After nursing a Yuengling beer at a sports bar and bowling (poorly) in central Pennsylvania before that primary, Obama played a game of pick-up hoops Friday night in Kokomo, Ind.
Donning sweat pants and a gray U.S. Marine Corps T-Shirt, Obama entered a 3-on-3 game with some local high schoolers and a WNBA player. The Illinois senator scored four baskets, including a three-pointer. His team won 15-5.
If the two candidates charge all the way to the end of the primary calendar, June 3, these scenes could become more and more frequent.
Obama is a Harvard-trained lawyer. Clinton went to Yale. Both pitch their economic message to middle America, but it's often Obama who attracts college-educated, affluent voters and Clinton who pulls the working class.

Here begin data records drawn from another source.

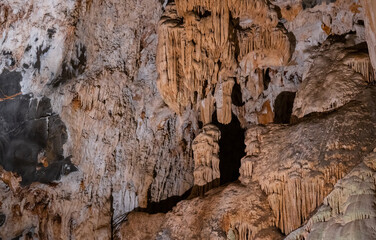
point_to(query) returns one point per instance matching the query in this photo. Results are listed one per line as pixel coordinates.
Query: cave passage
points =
(231, 149)
(283, 107)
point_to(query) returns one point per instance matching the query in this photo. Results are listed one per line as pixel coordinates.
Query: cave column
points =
(205, 150)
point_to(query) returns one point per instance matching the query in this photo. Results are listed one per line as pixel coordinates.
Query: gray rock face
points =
(32, 136)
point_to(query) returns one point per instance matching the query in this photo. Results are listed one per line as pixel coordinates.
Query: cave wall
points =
(110, 96)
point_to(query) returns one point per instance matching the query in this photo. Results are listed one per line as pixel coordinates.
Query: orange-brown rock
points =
(197, 51)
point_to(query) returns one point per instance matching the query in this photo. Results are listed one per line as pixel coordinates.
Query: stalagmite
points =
(361, 63)
(206, 149)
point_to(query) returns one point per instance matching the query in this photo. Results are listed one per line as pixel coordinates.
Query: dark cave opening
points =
(231, 149)
(283, 107)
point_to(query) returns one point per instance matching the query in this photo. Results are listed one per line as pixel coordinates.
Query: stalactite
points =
(205, 150)
(197, 55)
(269, 45)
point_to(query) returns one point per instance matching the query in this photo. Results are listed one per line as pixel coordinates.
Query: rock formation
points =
(205, 149)
(114, 116)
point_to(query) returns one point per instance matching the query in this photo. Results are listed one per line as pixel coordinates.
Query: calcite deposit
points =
(187, 119)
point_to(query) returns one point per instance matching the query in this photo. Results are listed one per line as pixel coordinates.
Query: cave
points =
(231, 149)
(283, 107)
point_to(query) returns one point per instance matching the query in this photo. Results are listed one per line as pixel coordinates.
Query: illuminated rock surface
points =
(200, 119)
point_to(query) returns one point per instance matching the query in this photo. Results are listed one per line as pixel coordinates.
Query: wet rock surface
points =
(32, 136)
(105, 105)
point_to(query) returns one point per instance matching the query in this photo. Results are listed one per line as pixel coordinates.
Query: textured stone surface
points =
(349, 210)
(101, 101)
(370, 21)
(222, 213)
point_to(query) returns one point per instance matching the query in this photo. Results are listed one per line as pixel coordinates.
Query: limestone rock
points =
(197, 56)
(336, 68)
(370, 20)
(310, 157)
(205, 149)
(225, 211)
(348, 211)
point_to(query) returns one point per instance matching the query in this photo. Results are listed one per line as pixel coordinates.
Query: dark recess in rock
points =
(28, 128)
(73, 68)
(313, 3)
(40, 52)
(236, 95)
(165, 205)
(231, 148)
(266, 78)
(2, 219)
(51, 32)
(283, 107)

The Obama campaign has given mixed messages about its intentions for going after that voting bloc. In the Pennsylvania primary, which Obama lost, exit polls showed 54 percent of voters whose family income was less that $50,000 went with Clinton, while 46 percent went with Obama. Rural and small-city voters overwhelmingly went with Clinton, while big-city voters backed Obama.

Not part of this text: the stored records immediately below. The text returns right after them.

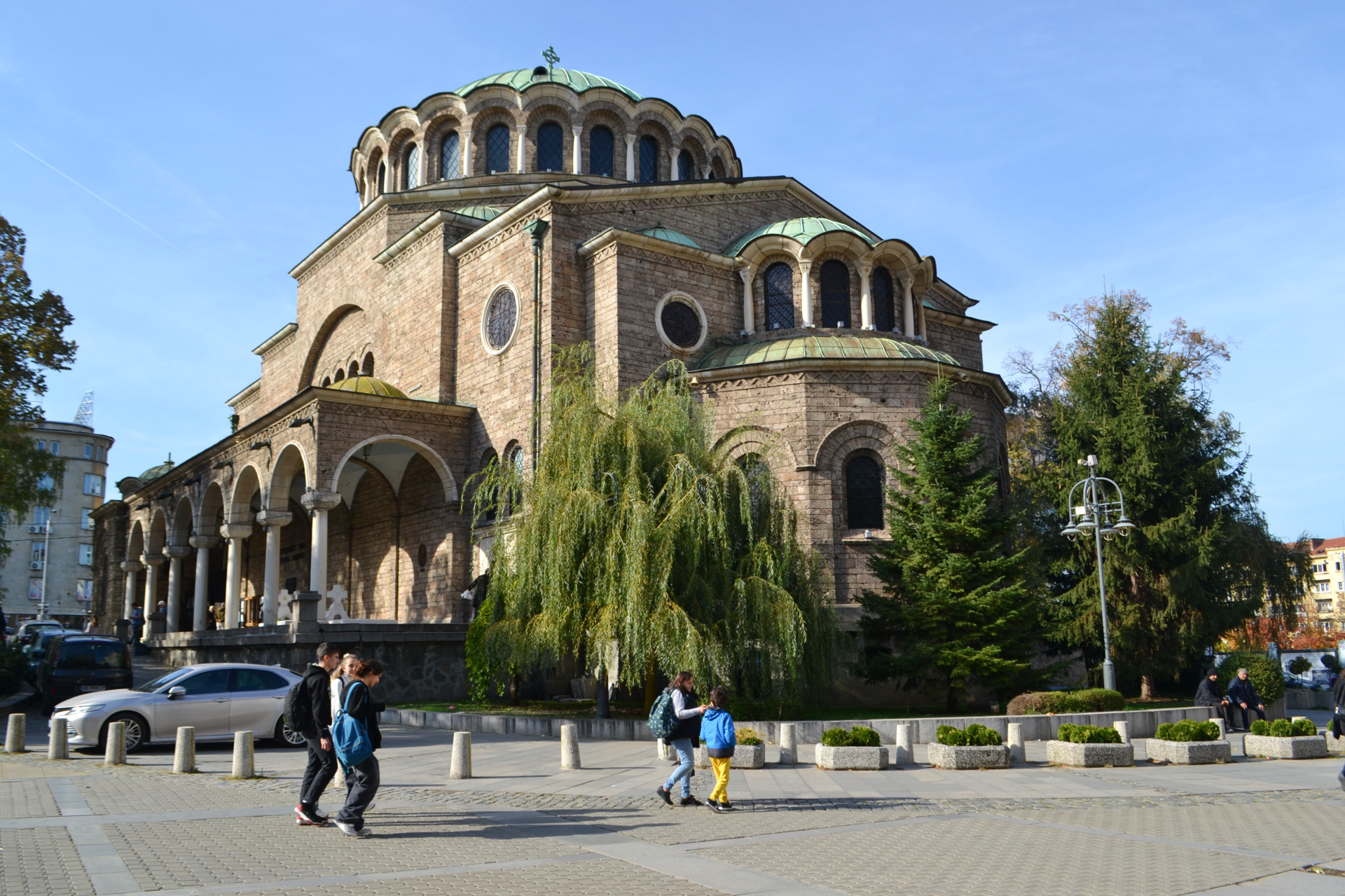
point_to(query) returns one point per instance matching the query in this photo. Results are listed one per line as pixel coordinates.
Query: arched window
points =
(836, 294)
(864, 492)
(685, 166)
(551, 147)
(649, 159)
(779, 296)
(880, 292)
(412, 167)
(600, 151)
(450, 160)
(497, 150)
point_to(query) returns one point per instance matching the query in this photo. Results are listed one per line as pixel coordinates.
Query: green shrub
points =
(1094, 700)
(1264, 673)
(975, 735)
(1089, 735)
(1188, 729)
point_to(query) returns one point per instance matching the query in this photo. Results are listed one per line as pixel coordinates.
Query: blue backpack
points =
(350, 736)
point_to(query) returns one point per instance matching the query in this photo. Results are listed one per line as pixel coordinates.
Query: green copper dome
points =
(798, 229)
(523, 78)
(867, 347)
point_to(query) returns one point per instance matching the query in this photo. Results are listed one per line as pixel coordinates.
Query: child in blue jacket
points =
(720, 739)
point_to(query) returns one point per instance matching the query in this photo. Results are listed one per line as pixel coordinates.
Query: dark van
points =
(78, 663)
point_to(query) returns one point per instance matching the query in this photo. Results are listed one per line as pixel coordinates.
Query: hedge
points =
(1094, 700)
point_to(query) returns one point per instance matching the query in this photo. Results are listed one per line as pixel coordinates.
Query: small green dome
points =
(369, 387)
(867, 347)
(802, 230)
(523, 78)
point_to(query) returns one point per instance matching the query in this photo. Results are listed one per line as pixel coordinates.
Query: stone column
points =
(805, 267)
(128, 605)
(908, 304)
(318, 504)
(175, 553)
(201, 593)
(748, 311)
(235, 533)
(272, 521)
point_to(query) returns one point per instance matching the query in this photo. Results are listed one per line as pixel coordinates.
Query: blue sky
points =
(1192, 152)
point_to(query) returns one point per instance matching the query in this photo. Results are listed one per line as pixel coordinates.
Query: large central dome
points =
(523, 78)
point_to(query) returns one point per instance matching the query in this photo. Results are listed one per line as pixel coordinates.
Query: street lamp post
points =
(1103, 510)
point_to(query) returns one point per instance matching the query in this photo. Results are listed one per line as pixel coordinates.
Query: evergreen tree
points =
(957, 603)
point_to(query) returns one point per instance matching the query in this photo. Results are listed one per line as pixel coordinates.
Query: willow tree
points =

His strategist David Axelrod told NPR on Thursday that voting bloc is practically written off for Democrats in a general election.

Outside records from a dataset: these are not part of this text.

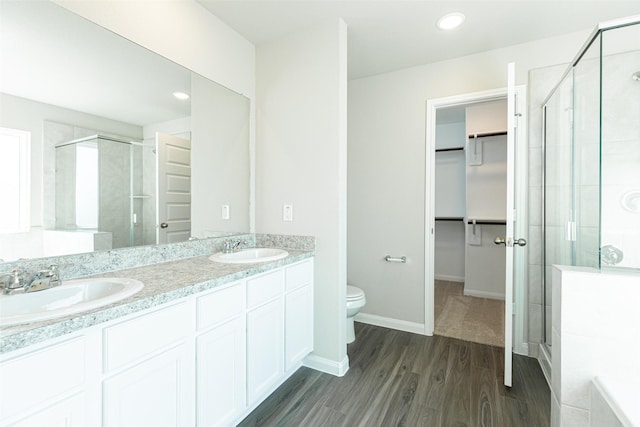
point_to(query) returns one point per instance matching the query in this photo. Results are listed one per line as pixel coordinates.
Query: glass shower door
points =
(559, 220)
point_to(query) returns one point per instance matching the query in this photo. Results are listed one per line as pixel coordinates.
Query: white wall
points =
(386, 193)
(301, 160)
(219, 159)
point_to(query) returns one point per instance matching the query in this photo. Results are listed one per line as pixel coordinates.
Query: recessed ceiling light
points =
(181, 95)
(450, 21)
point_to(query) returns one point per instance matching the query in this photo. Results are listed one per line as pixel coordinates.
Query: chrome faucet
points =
(15, 282)
(231, 246)
(11, 282)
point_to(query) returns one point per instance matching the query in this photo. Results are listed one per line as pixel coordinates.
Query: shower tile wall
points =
(114, 209)
(541, 82)
(149, 190)
(53, 134)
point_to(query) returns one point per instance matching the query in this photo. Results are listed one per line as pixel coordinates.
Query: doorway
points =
(472, 232)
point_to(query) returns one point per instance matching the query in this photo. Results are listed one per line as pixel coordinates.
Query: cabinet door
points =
(265, 348)
(155, 392)
(298, 326)
(221, 379)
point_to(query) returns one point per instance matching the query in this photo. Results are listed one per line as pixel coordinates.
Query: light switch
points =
(287, 213)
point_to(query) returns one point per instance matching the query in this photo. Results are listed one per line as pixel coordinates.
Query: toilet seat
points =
(354, 293)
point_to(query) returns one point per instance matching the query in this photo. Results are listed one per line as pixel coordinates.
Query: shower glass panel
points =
(102, 187)
(592, 159)
(620, 148)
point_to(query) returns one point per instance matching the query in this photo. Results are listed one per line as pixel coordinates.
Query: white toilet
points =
(355, 302)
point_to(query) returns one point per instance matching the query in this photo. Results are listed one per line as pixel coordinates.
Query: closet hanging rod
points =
(486, 134)
(440, 150)
(487, 222)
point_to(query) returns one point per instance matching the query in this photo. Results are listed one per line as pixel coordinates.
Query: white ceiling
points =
(53, 56)
(388, 35)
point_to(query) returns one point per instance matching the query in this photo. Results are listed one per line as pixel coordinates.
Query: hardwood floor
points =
(401, 379)
(467, 318)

"The white working class has gone to the Republican nominee for many elections going back to even to the Clinton years," he said. "And so this is not new that Democratic candidates don't rely solely on those votes."
Obama himself disputes there's a problem. He said Friday he's confident at least the white, working class Democrats will stay true to their party in November if he's the nominee, and added: "I don't think that there's a huge difference between black working class, white working class, suburban, urban, rural."
He said Wednesday in New Albany, Ind., that he's got a senior problem -- not a blue-collar problem.
"If you look at the numbers, in fact the problem has less to do with white working class voters, in fact the problem is ... to the extent there is a problem is that older voters are very loyal to Senator Clinton," he said. "And I think part of that is they've got a track record of voting for not just Senator Clinton but also her husband."
Obama did slightly better among working-class voters in Pennsylvania than Ohio. And indeed, seniors broke for Clinton in the Keystone State by a margin of 63-to-37 percent.
Obama still carries black voters by a margin of about 9-to-1, which has been a key boost for him in many elections.
Obama was swinging through Indiana industrial bastions Marion and Anderson Saturday, sounding core economic themes, and pledging to offer voters a message that transcends traditional party lines, arguing that motivated his bid for the nomination. Obama continued to emphasize soaring gas prices that are pinching working families.
As for Clinton, she's pressed her working-class pitch to voters across Indiana, which is shaping up to be the key battleground when the candidates next meet May 6. Polls show the state is a tossup, while Obama is leading handily in North Carolina, which votes the same day.
Clinton is focused in eastern Indiana along the Ohio border in industrial pockets as well, seeking to build a coalition of working-class voters similar to the one that served her well in Ohio.
Campaign aides say their strategy, at least in Indiana, is for Clinton to campaign in working-class towns while her husband hits rural areas. They say Clinton will even press in city areas like Gary and Indianapolis, which have higher black populations and are more likely to favor Obama.
Attracting some taunting from Obama, Clinton very visibly downed a shot and a beer while meeting Indiana voters a couple weeks ago.
Spokesman Jay Carson said Obama's assertion that he's better positioned in the general election with working-class voters is just wrong.
Clinton spoke Friday in Gary, Ind., about the value of the steel industry and called herself a "fighter for the American people and the American middle class."
FOX News' Aaron Bruns and Bonney Kapp and The Associated Press contributed to this report.